N.S. housing advocate calls for increased funding after swamped legal aid service cuts walk-ins
CTV
A community worker with the Dalhousie Legal Aid Service says the office is dealing with more tenancy cases than it can handle.
A community worker with the Dalhousie Legal Aid Service says the office is dealing with more tenancy cases than it can handle.
Joanne Hussey says the number of renters seeking out free legal help to deal with evictions has reached the point where the office has been forced to eliminate its walk-in service for the month of May.
“We’ve decided to pause our drop-in intakes, which usually happens twice a week,” says Hussey.
Hussey says the office normally sees about 10 drop-ins each time.
Part of the challenge, she says, is the sheer volume of cases she and the other community legal worker are handling.
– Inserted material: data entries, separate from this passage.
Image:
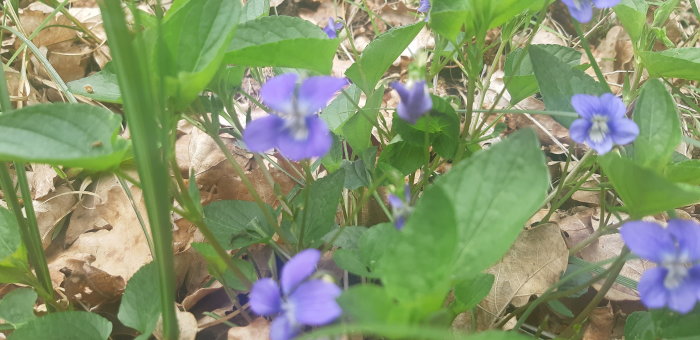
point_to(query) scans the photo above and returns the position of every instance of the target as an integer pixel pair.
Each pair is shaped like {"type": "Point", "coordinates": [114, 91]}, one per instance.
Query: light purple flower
{"type": "Point", "coordinates": [602, 123]}
{"type": "Point", "coordinates": [423, 6]}
{"type": "Point", "coordinates": [332, 28]}
{"type": "Point", "coordinates": [415, 100]}
{"type": "Point", "coordinates": [675, 283]}
{"type": "Point", "coordinates": [582, 10]}
{"type": "Point", "coordinates": [299, 302]}
{"type": "Point", "coordinates": [295, 130]}
{"type": "Point", "coordinates": [401, 209]}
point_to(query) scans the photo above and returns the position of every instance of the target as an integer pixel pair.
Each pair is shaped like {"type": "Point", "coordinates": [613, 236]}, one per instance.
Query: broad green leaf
{"type": "Point", "coordinates": [448, 17]}
{"type": "Point", "coordinates": [681, 62]}
{"type": "Point", "coordinates": [469, 292]}
{"type": "Point", "coordinates": [643, 191]}
{"type": "Point", "coordinates": [65, 326]}
{"type": "Point", "coordinates": [318, 216]}
{"type": "Point", "coordinates": [196, 36]}
{"type": "Point", "coordinates": [494, 193]}
{"type": "Point", "coordinates": [520, 78]}
{"type": "Point", "coordinates": [75, 135]}
{"type": "Point", "coordinates": [101, 86]}
{"type": "Point", "coordinates": [369, 304]}
{"type": "Point", "coordinates": [217, 267]}
{"type": "Point", "coordinates": [357, 130]}
{"type": "Point", "coordinates": [140, 306]}
{"type": "Point", "coordinates": [684, 172]}
{"type": "Point", "coordinates": [282, 41]}
{"type": "Point", "coordinates": [633, 16]}
{"type": "Point", "coordinates": [237, 224]}
{"type": "Point", "coordinates": [403, 156]}
{"type": "Point", "coordinates": [341, 109]}
{"type": "Point", "coordinates": [659, 126]}
{"type": "Point", "coordinates": [17, 307]}
{"type": "Point", "coordinates": [417, 268]}
{"type": "Point", "coordinates": [371, 246]}
{"type": "Point", "coordinates": [379, 54]}
{"type": "Point", "coordinates": [558, 82]}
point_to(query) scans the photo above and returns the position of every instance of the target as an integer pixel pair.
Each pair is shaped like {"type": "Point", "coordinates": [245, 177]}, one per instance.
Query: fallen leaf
{"type": "Point", "coordinates": [534, 262]}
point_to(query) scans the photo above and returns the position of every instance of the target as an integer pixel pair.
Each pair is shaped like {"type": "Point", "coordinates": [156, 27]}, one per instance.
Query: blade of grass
{"type": "Point", "coordinates": [142, 109]}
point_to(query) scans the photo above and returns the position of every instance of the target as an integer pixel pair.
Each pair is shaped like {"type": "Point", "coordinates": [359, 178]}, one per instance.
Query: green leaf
{"type": "Point", "coordinates": [448, 17]}
{"type": "Point", "coordinates": [101, 86]}
{"type": "Point", "coordinates": [416, 270]}
{"type": "Point", "coordinates": [370, 304]}
{"type": "Point", "coordinates": [379, 54]}
{"type": "Point", "coordinates": [495, 192]}
{"type": "Point", "coordinates": [217, 267]}
{"type": "Point", "coordinates": [633, 16]}
{"type": "Point", "coordinates": [471, 291]}
{"type": "Point", "coordinates": [75, 135]}
{"type": "Point", "coordinates": [196, 35]}
{"type": "Point", "coordinates": [520, 78]}
{"type": "Point", "coordinates": [17, 307]}
{"type": "Point", "coordinates": [65, 326]}
{"type": "Point", "coordinates": [282, 41]}
{"type": "Point", "coordinates": [341, 109]}
{"type": "Point", "coordinates": [684, 172]}
{"type": "Point", "coordinates": [659, 126]}
{"type": "Point", "coordinates": [405, 157]}
{"type": "Point", "coordinates": [319, 214]}
{"type": "Point", "coordinates": [357, 130]}
{"type": "Point", "coordinates": [237, 224]}
{"type": "Point", "coordinates": [643, 190]}
{"type": "Point", "coordinates": [558, 82]}
{"type": "Point", "coordinates": [681, 62]}
{"type": "Point", "coordinates": [140, 306]}
{"type": "Point", "coordinates": [371, 246]}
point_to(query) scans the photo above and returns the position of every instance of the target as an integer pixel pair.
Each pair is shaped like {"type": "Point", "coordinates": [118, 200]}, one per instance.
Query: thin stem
{"type": "Point", "coordinates": [143, 106]}
{"type": "Point", "coordinates": [591, 58]}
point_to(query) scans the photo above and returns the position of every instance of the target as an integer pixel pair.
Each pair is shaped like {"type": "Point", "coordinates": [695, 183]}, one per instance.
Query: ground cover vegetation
{"type": "Point", "coordinates": [350, 169]}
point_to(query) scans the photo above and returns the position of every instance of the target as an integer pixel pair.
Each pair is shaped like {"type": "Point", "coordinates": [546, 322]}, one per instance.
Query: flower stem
{"type": "Point", "coordinates": [584, 43]}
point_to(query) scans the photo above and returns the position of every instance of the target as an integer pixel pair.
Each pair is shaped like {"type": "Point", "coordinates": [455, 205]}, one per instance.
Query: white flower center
{"type": "Point", "coordinates": [599, 129]}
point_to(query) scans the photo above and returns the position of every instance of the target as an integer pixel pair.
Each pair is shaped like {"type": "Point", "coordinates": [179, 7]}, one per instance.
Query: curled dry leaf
{"type": "Point", "coordinates": [121, 250]}
{"type": "Point", "coordinates": [41, 180]}
{"type": "Point", "coordinates": [258, 329]}
{"type": "Point", "coordinates": [186, 322]}
{"type": "Point", "coordinates": [52, 210]}
{"type": "Point", "coordinates": [535, 262]}
{"type": "Point", "coordinates": [88, 285]}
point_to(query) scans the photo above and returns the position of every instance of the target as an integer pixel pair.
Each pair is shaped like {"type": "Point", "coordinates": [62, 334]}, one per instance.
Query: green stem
{"type": "Point", "coordinates": [142, 109]}
{"type": "Point", "coordinates": [29, 231]}
{"type": "Point", "coordinates": [591, 58]}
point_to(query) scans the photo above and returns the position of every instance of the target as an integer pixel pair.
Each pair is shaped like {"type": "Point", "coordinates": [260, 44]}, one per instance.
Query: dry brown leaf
{"type": "Point", "coordinates": [52, 210]}
{"type": "Point", "coordinates": [259, 329]}
{"type": "Point", "coordinates": [90, 286]}
{"type": "Point", "coordinates": [121, 250]}
{"type": "Point", "coordinates": [186, 322]}
{"type": "Point", "coordinates": [535, 262]}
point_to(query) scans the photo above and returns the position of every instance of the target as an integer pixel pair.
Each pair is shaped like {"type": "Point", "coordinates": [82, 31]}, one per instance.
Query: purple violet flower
{"type": "Point", "coordinates": [401, 209]}
{"type": "Point", "coordinates": [423, 6]}
{"type": "Point", "coordinates": [299, 302]}
{"type": "Point", "coordinates": [296, 130]}
{"type": "Point", "coordinates": [602, 123]}
{"type": "Point", "coordinates": [675, 283]}
{"type": "Point", "coordinates": [582, 10]}
{"type": "Point", "coordinates": [332, 28]}
{"type": "Point", "coordinates": [415, 100]}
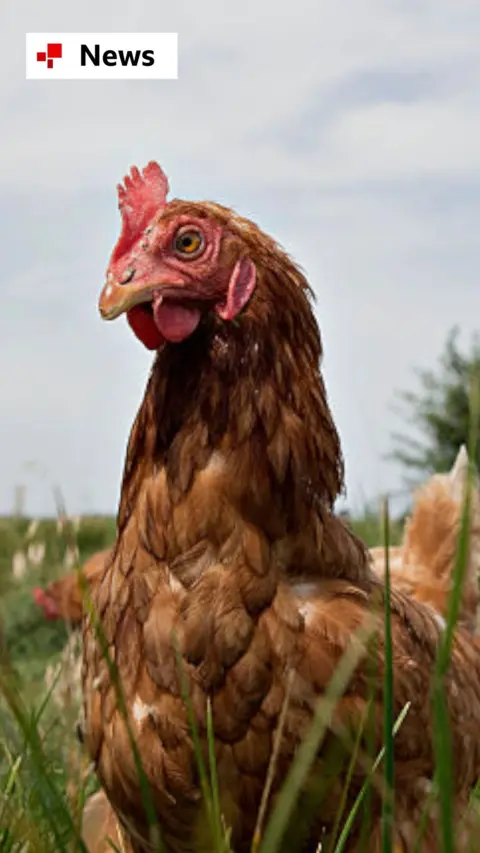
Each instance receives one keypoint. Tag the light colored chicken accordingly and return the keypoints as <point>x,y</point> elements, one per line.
<point>63,598</point>
<point>423,565</point>
<point>228,546</point>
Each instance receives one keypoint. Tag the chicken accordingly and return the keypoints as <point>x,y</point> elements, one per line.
<point>99,825</point>
<point>228,550</point>
<point>423,565</point>
<point>63,599</point>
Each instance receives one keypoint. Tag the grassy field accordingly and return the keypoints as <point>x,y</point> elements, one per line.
<point>43,773</point>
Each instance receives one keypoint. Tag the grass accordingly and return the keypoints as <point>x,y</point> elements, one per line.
<point>44,778</point>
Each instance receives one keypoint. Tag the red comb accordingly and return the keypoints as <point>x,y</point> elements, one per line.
<point>140,197</point>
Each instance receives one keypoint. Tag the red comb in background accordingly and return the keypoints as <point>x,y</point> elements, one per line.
<point>50,610</point>
<point>140,197</point>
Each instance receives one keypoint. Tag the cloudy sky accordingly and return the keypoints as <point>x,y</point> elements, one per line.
<point>349,129</point>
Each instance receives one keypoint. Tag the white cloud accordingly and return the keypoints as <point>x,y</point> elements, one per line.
<point>301,123</point>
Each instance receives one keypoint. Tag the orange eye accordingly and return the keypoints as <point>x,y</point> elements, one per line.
<point>188,242</point>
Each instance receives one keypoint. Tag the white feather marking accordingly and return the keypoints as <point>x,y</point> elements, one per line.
<point>308,610</point>
<point>141,711</point>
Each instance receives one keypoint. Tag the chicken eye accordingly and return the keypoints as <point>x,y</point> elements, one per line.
<point>188,242</point>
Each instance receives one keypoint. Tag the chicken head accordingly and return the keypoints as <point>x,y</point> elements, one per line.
<point>174,262</point>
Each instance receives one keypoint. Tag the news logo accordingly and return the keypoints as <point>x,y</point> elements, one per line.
<point>102,56</point>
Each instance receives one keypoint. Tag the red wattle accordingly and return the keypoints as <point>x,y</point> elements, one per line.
<point>143,325</point>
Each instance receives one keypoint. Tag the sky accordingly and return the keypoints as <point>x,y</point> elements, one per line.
<point>350,131</point>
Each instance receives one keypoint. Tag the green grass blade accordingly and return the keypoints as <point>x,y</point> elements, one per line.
<point>366,785</point>
<point>388,700</point>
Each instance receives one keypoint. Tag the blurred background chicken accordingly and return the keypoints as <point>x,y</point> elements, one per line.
<point>228,549</point>
<point>424,563</point>
<point>63,598</point>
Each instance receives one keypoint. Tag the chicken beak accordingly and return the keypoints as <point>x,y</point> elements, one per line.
<point>115,299</point>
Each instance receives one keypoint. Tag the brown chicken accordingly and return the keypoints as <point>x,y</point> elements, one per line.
<point>423,565</point>
<point>99,825</point>
<point>63,599</point>
<point>228,548</point>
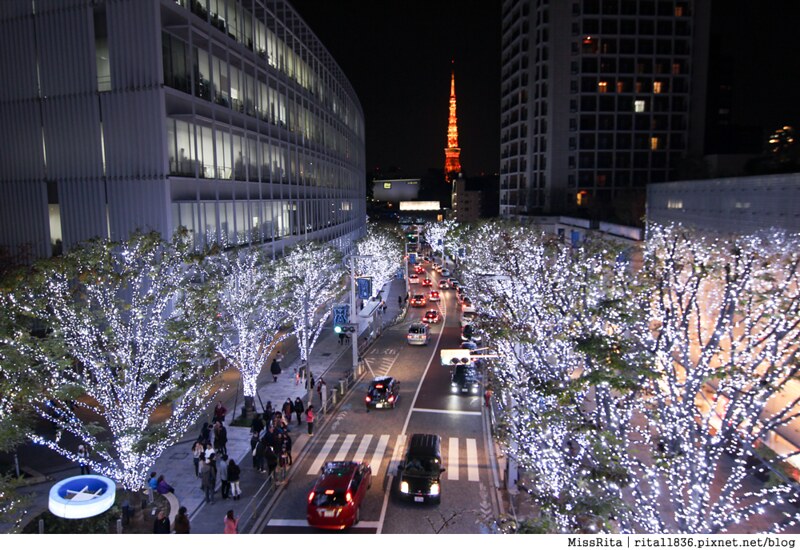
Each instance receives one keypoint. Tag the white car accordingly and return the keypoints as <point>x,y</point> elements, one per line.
<point>418,335</point>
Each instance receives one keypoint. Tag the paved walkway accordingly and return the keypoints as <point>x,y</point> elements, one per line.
<point>328,359</point>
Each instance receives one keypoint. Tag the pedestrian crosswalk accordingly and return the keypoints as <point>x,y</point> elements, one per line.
<point>459,455</point>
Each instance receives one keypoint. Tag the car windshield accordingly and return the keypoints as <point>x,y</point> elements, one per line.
<point>422,465</point>
<point>329,498</point>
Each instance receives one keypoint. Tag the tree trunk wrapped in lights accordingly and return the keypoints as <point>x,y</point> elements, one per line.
<point>127,335</point>
<point>312,276</point>
<point>381,257</point>
<point>250,314</point>
<point>545,310</point>
<point>722,330</point>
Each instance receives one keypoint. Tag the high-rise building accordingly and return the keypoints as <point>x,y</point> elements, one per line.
<point>452,153</point>
<point>599,98</point>
<point>228,117</point>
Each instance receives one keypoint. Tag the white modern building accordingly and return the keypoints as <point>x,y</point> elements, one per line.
<point>598,99</point>
<point>228,117</point>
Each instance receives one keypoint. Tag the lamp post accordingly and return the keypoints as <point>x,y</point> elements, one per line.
<point>352,266</point>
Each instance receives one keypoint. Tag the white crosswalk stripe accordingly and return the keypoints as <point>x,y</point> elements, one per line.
<point>323,455</point>
<point>340,446</point>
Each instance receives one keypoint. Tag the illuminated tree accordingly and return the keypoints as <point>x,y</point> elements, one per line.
<point>311,275</point>
<point>381,254</point>
<point>125,358</point>
<point>558,377</point>
<point>250,314</point>
<point>722,329</point>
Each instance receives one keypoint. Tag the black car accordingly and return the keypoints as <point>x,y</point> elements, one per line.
<point>465,380</point>
<point>419,474</point>
<point>383,393</point>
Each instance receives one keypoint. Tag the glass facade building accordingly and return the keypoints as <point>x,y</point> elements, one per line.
<point>599,98</point>
<point>227,117</point>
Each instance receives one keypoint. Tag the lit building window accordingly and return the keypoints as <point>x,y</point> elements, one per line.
<point>674,204</point>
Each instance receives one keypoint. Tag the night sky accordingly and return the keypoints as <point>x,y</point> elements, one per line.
<point>397,54</point>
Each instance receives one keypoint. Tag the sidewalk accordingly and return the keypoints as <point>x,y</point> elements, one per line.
<point>328,359</point>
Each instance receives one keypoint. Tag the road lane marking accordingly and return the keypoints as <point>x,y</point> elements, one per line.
<point>452,459</point>
<point>362,448</point>
<point>345,448</point>
<point>472,460</point>
<point>445,411</point>
<point>303,523</point>
<point>323,454</point>
<point>377,457</point>
<point>399,447</point>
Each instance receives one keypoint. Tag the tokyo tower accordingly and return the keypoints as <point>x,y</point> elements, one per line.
<point>452,153</point>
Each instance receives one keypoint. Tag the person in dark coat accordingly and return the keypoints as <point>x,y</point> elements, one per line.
<point>182,526</point>
<point>299,409</point>
<point>271,458</point>
<point>288,409</point>
<point>161,524</point>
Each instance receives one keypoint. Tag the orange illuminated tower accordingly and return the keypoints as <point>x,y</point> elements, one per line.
<point>452,153</point>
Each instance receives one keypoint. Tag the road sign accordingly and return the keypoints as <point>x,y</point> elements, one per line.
<point>341,314</point>
<point>364,286</point>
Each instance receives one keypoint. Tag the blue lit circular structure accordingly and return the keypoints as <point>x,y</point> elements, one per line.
<point>82,496</point>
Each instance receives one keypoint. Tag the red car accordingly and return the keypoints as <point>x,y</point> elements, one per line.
<point>431,316</point>
<point>335,501</point>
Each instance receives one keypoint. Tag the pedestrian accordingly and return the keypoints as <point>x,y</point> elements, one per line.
<point>197,454</point>
<point>182,526</point>
<point>208,480</point>
<point>161,524</point>
<point>275,369</point>
<point>234,473</point>
<point>83,459</point>
<point>286,450</point>
<point>258,456</point>
<point>231,524</point>
<point>288,409</point>
<point>163,487</point>
<point>219,412</point>
<point>298,410</point>
<point>222,469</point>
<point>271,458</point>
<point>205,433</point>
<point>152,485</point>
<point>310,419</point>
<point>220,438</point>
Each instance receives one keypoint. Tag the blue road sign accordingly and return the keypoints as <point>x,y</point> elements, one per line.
<point>364,286</point>
<point>341,314</point>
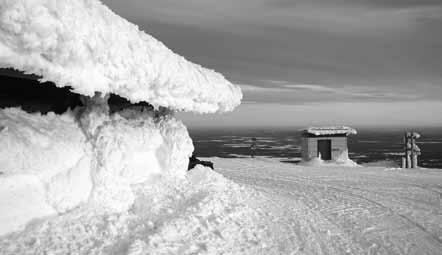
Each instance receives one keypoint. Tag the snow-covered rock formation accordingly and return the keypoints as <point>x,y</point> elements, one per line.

“But also, we are a teaching clinic, so we have new students who are joining us at this point and so we’ll be spending some time training them,” Hussey adds. “We’ve generally been able to make it work during those student transitions, but this time we just felt we needed to take that break.”
Hussey says since September, Dalhousie Legal Aid has worked with 102 households facing eviction, compared with the 30 households the clinic assisted during the same period the previous year. She says where the clinic’s work was once equally divided between tenancy issues and income assistance cases, that has since shifted almost entirely to tenancies.